Green heron lurking in the shadows.
Last Sunday, I opted to spend the day at Wildwood Lake, in search of green herons. This heavily-trafficked nature park is just north of Harrisburg, PA. Green herons are extremely entertaining water birds. They employ several different hunting strategies which include spearing fish from a perch, stalking the shallows for frogs and minnows and, on a few occasions, they’ve even been documented using live bait (such as tiny insects) to lure fish in.
This is my favorite species of wading bird, and it is so easily overlooked, or simply not noticed as a result of it’s small stature and stealthy movement. Not only are they extremely intelligent and unique in their hunting styles, but green herons are truly striking creatures, with their green wings and heads, contrasting maroon necks and white chests.

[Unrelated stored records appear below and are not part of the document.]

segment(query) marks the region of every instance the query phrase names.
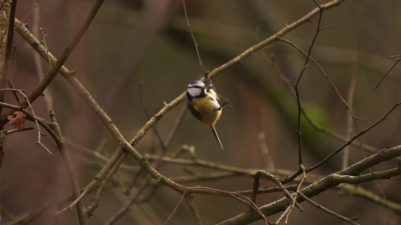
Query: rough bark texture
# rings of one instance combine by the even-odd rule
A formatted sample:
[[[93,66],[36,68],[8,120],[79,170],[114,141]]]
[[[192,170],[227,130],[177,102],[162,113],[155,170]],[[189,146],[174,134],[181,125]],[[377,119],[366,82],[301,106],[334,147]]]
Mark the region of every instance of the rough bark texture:
[[[1,5],[3,1],[0,2]],[[7,33],[8,29],[8,20],[10,19],[10,4],[5,2],[0,10],[0,71],[3,70],[3,64],[6,51]]]

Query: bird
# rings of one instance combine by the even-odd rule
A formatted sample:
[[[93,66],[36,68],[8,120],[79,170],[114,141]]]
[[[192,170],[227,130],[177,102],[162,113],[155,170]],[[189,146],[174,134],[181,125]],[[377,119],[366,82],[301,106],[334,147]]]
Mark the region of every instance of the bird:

Encounter one in a beautiful location, and you have a photographer’s wet dream.
The entire trail which encircles the lake (wetland) is nearly 5 miles long, but rather than walk it, I spent hours jumping back and forth between these two herons. Fortunately, they were less than 100 yards away from each-other, enabling me to spend the majority of the time watching (and of course photographing) these two beauties, rather than simply traveling between them.
They chose to spend the entire day in the canal, which is on the far side of the trail from the actual lake. There seemed to be an overwhelming number of small fish trapped in this area (presumably from recent flooding), which afforded some great hunting opportunities. They each must have caught over a hundred minnows, forcing one to ponder how many of such small morsels are needed to sate their ravenous appetites.